上个月获得芥川奖的市川沙央所写《驼子》是一部给读者带来强烈冲击的作品。主人公代替表达了重度残疾、身体不能自由活动的市川的内心想法。
「私は紙の本を憎んでいた。目が見えること、本が持てること、ページがめくれること、読書姿勢が保てること、書店へ自由に買いに行けること、――5つの健常性を満たすことを要求する読書文化のマチズモを憎んでいた。その特権性に気づかない『本好き』たちの無知な傲慢さを憎んでいた」
“我憎恨纸质书。眼睛能看见,能拿着书,能翻页,能保持读书的姿势,能自由去书店。我憎恨着需要满足这五个健全性要求读书文化的大男子主义。我憎恨着没有意识到这种特权的“喜欢书”人群的无知傲慢。”
出版界で電子化が進まないため、読みたい本が読めない。これは重大な権利侵害だ。その思いを作品に込めたという。
由于出版业界电子化暂无进展,想读的书读不了。这是严重的侵权。她把这种想法写入了作品。
19年にできた読書バリアフリー法は、視覚障害者のほか、本を持ちページをめくるのが難しい人などの読書環境の整備をうたう。すべての国民が活字文化の恵沢を享受できる社会をめざすが、きわだった成果にはつながっていないのが現状だろう。
19年出台的无障碍读书法,不仅是视觉障碍者,还有拿书困难者等人给他们创建了好的阅读环境。虽然目标是创建让全部国民享受到活字文化福利的社会,但是现在看来成果并不显著。
新しく刊行される本のうち、4分の3は紙でしか読めないとの指摘もある。中小の出版社では追加コストなどが壁になっているようだ。
有人指出,新发行的书籍有四分之三只能纸质书阅读。中小型出版社也有附加成本等问题像壁垒一样存在。
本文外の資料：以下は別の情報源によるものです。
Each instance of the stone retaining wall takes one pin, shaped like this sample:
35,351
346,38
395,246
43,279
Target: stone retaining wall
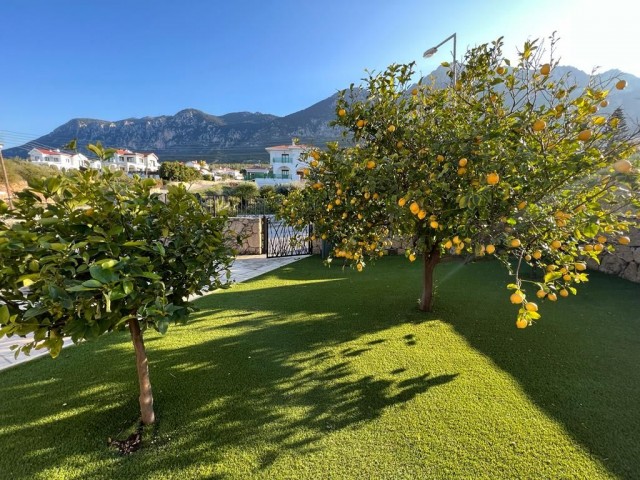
624,262
245,235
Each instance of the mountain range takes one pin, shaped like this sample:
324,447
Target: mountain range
241,137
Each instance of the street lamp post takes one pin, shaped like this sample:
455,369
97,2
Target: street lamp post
433,50
6,178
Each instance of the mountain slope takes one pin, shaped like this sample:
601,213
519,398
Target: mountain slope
242,136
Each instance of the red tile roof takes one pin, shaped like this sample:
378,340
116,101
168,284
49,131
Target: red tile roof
287,147
52,152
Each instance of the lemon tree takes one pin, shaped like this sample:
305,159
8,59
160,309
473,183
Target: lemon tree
90,252
511,161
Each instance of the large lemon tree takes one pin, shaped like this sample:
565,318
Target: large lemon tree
511,161
87,253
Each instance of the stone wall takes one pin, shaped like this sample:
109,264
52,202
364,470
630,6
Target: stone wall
245,235
624,262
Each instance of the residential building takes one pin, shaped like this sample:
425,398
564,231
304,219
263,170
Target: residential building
133,162
286,165
62,160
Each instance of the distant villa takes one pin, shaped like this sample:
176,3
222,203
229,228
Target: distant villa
122,159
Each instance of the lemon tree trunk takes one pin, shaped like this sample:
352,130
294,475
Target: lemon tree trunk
431,259
146,396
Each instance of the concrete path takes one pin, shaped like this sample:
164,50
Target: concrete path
243,269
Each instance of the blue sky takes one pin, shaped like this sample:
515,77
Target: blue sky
116,59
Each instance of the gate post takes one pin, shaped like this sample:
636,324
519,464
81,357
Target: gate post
265,235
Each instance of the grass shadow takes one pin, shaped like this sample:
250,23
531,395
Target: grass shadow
579,363
248,373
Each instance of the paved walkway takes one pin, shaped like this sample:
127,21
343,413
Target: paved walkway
243,269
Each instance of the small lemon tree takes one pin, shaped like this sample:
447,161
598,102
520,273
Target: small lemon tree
90,252
511,161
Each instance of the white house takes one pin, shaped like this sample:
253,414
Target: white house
225,172
286,166
133,162
58,158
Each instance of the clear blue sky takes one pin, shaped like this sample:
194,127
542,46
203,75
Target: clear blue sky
116,59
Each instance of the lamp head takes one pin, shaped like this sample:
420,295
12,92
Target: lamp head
429,53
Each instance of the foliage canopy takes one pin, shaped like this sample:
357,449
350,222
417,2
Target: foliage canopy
510,161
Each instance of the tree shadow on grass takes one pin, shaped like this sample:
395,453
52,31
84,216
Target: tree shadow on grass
579,363
269,376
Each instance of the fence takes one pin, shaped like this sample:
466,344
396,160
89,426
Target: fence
235,206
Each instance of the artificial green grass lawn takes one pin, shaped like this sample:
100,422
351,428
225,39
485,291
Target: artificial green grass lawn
310,372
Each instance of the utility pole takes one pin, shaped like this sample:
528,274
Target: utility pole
6,178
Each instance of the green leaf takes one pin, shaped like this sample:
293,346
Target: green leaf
78,288
135,243
551,276
4,314
103,275
34,312
127,286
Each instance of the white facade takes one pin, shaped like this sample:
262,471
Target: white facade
57,158
133,162
285,163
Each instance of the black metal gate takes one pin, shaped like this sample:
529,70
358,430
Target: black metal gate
283,240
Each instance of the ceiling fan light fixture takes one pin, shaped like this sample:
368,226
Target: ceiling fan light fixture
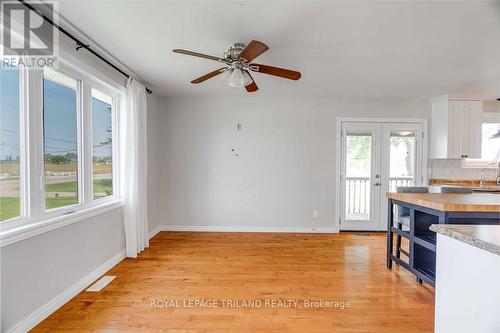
235,77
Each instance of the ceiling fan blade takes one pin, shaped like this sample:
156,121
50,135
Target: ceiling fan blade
276,71
253,50
209,75
200,55
252,86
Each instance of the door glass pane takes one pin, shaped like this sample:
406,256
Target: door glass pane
358,171
10,151
102,169
402,160
60,139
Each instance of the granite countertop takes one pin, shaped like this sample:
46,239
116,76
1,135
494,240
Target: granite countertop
486,237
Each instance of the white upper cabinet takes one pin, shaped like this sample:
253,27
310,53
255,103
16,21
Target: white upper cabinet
456,128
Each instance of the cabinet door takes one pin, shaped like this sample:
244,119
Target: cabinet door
473,128
456,129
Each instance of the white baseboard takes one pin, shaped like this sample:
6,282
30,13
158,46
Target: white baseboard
205,228
36,317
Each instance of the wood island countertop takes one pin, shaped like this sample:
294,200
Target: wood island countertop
452,202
「紙の匂いが、ページをめくる感触が、左手の中で減っていく残ページの緊張感が、などと文化的な香りのする言い回しを燻らせていれば済む健常者は呑気でいい」
“纸的气味,翻页的触感,左手剩余页数减少的紧张感,像这样渲染成带有文化气息的发言,健全者就很悠然自得”
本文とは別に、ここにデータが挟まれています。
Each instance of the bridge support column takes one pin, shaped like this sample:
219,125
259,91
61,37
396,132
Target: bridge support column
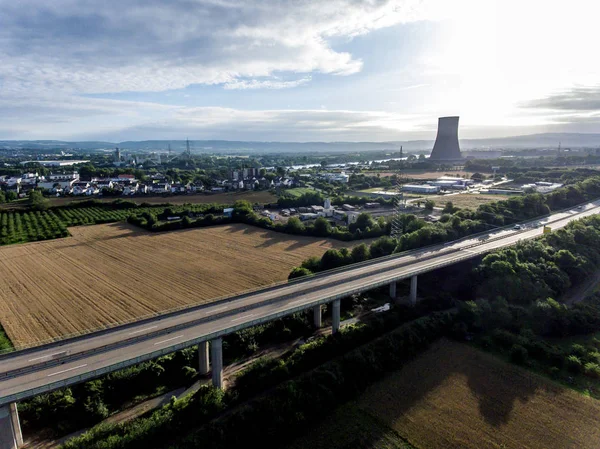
413,290
335,316
203,358
393,290
317,317
10,428
216,360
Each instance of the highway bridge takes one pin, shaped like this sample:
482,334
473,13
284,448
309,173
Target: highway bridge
29,372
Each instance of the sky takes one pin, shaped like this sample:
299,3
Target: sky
296,70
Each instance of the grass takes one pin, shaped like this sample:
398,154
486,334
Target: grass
261,196
298,191
467,200
5,343
351,427
112,273
455,396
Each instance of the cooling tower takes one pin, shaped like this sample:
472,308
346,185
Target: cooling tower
446,143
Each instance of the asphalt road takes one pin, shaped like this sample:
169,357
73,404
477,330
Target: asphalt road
25,374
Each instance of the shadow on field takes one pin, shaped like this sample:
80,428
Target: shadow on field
449,390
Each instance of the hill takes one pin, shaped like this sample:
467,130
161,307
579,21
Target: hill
546,140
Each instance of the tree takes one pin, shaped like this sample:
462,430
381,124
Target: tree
322,228
299,272
360,253
295,226
449,208
363,221
37,200
332,259
383,246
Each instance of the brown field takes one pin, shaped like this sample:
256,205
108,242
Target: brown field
261,196
466,200
111,273
455,396
419,174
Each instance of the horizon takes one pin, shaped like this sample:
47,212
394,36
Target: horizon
345,71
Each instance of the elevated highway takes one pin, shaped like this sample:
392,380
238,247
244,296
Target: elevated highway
32,371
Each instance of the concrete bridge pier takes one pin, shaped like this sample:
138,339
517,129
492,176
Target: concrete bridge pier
216,360
317,317
413,290
10,427
393,290
203,357
335,316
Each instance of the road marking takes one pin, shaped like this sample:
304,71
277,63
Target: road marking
216,310
46,356
242,317
141,330
169,339
70,369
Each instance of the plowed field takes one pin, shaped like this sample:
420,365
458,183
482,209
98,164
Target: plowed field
455,396
111,273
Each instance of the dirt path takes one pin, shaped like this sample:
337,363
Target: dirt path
585,289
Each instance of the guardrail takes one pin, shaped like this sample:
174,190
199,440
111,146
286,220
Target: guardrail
110,327
287,311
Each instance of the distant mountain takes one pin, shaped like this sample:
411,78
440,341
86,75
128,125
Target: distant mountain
546,140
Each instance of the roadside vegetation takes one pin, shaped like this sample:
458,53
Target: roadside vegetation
454,223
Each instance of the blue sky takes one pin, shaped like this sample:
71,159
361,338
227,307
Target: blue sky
293,70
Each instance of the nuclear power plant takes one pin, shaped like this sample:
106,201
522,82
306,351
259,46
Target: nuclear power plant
446,143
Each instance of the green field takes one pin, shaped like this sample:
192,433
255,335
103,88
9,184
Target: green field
299,191
351,427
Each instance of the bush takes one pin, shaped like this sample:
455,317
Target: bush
592,370
518,354
573,363
299,272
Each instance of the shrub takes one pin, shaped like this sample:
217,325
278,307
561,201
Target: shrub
592,370
518,354
574,365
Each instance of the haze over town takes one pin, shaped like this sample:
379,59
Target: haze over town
289,71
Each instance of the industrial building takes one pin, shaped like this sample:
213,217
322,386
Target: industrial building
446,146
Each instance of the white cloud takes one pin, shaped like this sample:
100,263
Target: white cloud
86,47
265,84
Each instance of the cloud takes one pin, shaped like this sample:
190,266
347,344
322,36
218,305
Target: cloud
581,98
82,46
283,125
265,84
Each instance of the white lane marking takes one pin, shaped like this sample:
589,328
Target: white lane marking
46,356
242,317
64,371
216,310
169,339
141,330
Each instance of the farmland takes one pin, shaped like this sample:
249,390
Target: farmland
468,399
454,396
110,273
200,198
30,226
467,200
299,191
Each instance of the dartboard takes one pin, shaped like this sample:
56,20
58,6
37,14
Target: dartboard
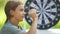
48,12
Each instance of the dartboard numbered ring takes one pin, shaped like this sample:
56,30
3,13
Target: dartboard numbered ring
47,11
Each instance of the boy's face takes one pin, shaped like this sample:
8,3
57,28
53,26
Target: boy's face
19,13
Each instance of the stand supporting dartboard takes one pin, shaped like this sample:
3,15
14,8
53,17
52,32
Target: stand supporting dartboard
48,12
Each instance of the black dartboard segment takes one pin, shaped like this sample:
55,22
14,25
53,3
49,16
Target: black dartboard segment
48,12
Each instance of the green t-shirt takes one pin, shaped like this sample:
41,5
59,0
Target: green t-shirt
9,28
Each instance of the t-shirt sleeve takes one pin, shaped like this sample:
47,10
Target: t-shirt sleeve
11,30
15,30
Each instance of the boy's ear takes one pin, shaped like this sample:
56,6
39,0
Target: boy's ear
11,12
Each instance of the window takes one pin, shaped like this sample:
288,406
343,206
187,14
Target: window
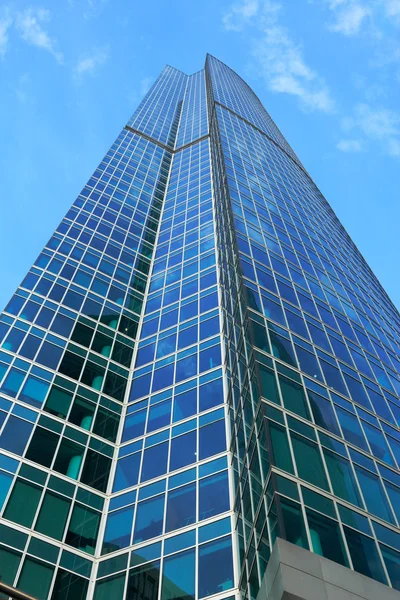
178,581
215,567
149,519
181,507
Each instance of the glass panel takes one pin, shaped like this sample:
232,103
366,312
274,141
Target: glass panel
35,578
215,567
293,522
178,580
9,563
23,502
364,555
69,586
213,495
83,529
309,462
374,494
326,537
53,516
181,507
342,478
118,530
149,519
113,587
143,582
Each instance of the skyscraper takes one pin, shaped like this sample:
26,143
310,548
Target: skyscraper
199,362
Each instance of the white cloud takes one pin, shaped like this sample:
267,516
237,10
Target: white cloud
5,24
376,124
88,65
240,14
29,25
279,59
350,145
350,17
145,85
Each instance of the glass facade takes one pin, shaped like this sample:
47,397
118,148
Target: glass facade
199,361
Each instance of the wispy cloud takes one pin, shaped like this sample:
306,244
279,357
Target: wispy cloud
350,146
279,58
350,17
89,64
145,85
29,24
376,124
240,14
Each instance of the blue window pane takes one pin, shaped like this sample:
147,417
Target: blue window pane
186,367
178,581
159,416
181,507
364,555
185,405
213,495
211,394
352,431
215,567
34,391
149,519
15,435
323,412
210,358
162,378
183,450
374,495
118,530
155,461
134,425
212,439
127,472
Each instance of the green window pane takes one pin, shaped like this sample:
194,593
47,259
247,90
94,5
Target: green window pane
9,563
42,447
69,586
110,588
53,516
392,562
58,402
364,555
294,530
269,388
326,537
294,397
83,529
34,391
280,447
106,424
35,578
5,482
96,470
309,462
69,459
23,502
342,478
143,582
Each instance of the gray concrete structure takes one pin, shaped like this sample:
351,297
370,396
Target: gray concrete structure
297,574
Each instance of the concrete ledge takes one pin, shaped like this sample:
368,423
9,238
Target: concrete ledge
297,574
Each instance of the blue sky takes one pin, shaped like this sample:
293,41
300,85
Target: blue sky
73,71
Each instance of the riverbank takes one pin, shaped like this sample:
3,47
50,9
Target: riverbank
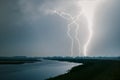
93,69
18,60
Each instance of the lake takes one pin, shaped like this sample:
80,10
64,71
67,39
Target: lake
35,71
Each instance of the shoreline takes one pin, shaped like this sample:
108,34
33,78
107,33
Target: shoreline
92,70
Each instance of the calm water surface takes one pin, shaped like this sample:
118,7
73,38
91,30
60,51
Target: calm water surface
35,71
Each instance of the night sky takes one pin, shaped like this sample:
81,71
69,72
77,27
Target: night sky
28,29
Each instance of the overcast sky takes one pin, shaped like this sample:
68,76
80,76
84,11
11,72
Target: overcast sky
28,28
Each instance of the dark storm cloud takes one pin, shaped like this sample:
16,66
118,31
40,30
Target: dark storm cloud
106,39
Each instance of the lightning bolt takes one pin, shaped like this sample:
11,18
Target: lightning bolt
74,20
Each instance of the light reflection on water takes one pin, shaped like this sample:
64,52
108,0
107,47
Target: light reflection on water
35,71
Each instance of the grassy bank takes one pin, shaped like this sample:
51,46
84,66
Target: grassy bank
14,60
93,69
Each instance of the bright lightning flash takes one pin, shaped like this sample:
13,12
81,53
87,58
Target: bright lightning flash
88,9
73,20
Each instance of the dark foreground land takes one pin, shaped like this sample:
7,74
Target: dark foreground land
17,60
93,69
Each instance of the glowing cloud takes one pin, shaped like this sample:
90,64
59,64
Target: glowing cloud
88,9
市川さんの訴えは、本を自由に読めない人々の苦境を厳しく世に問うものだ。多数派は現状で十分でも、一部の人が切実な困難を抱えている場面は読書に限らないだろう。少数派の人々が置かれた状況に広く考えを巡らせる機会としたい。
市川的诉求是,为了不能自由读书人群所处的困境向社会发起质问。大多数人安于现状,但一部分确实在有着困难,且不仅限于读书。希望有机会将少数人所处的状况被世界广泛关注和思考。